# Irregular room



## george_k (Jan 23, 2010)

Hi everyone!

I'm seeking your guidance on speaker orientation and room treatment.

As you can see from the attachment, my living room, while rectangular, is non-symmetric as there is drywall on one side and glass on the other (viewed from Option A) or dry-wall on one side, open space on the other (viewed from Option B).

To make matters worse, my flooring is ceramic tile and the ceiling is cement that has a rough uneven finish to it. It's a very bright/live room as you can probably imagine.

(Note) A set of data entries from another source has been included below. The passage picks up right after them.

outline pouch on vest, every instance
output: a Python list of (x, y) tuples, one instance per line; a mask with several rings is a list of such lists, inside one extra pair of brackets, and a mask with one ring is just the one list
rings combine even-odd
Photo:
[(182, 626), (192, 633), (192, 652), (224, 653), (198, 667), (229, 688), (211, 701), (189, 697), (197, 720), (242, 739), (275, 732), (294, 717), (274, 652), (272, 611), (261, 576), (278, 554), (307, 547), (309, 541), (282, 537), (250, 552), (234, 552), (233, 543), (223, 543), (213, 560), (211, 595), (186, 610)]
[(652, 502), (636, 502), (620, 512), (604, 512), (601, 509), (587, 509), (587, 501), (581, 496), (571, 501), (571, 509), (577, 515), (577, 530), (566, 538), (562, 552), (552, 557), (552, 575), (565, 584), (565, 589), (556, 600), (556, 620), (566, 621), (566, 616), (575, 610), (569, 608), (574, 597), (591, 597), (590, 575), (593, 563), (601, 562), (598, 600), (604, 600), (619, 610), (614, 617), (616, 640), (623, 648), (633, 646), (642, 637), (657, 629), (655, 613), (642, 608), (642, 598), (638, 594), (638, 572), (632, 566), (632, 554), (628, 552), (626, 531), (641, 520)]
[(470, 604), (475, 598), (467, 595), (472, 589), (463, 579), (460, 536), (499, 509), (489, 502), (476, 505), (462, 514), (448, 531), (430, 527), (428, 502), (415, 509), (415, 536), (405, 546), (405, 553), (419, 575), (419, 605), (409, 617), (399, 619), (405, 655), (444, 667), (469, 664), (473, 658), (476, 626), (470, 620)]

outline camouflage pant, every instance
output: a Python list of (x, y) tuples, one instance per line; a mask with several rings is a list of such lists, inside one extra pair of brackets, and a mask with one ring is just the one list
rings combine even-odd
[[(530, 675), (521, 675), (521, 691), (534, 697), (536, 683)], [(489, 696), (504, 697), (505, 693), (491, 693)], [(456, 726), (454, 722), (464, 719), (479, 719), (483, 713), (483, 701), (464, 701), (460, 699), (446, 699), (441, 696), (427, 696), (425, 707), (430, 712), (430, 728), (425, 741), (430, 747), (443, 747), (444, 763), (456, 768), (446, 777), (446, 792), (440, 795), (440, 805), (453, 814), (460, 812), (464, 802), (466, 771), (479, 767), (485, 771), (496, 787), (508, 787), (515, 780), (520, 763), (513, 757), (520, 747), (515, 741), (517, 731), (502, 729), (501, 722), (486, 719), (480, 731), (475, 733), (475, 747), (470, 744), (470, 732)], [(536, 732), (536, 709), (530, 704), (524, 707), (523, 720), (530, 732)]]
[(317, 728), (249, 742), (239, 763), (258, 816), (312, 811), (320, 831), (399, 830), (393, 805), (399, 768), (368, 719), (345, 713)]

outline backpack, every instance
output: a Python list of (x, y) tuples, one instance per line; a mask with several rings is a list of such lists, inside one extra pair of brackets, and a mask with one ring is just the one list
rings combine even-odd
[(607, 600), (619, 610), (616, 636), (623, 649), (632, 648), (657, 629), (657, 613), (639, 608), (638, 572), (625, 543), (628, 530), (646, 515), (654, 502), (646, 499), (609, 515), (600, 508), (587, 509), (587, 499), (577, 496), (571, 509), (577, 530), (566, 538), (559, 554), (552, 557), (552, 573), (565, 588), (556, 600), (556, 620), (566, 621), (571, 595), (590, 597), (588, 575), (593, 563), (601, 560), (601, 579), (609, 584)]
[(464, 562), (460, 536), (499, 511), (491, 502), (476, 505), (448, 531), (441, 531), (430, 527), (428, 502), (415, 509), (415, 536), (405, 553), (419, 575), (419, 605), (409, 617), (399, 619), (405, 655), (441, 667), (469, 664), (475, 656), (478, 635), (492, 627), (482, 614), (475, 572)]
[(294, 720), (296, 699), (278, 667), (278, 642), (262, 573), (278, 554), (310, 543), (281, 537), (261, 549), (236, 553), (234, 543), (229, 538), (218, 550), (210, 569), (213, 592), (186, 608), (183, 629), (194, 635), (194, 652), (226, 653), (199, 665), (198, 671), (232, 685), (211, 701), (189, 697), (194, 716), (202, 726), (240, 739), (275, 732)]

What is the best way to orient my speakers? What should I in terms of absorption/diffusion? Keep in mind that it's a rental unit so I can't gut the flooring


----------



## bpape (Sep 14, 2006)

Never fear. You could be in a lot worse situation.

Set the speakers toward the top of your drawing and fire down the length. Get a large area rug to use between the seating and the speakers. Easy to do, no damage, etc.

Broadband bass control in the front corners and potentially over your head (don't know the room height but it will help with decay times and echo anyway). Also, add some centered on the rear wall of the room in the dining area.

After that, it's a matter of how much more you want to knock things down. Heavy curtains on the windows counterbalanced by a couple of thinner panels on the left wall could be a good solution.

Bryan


----------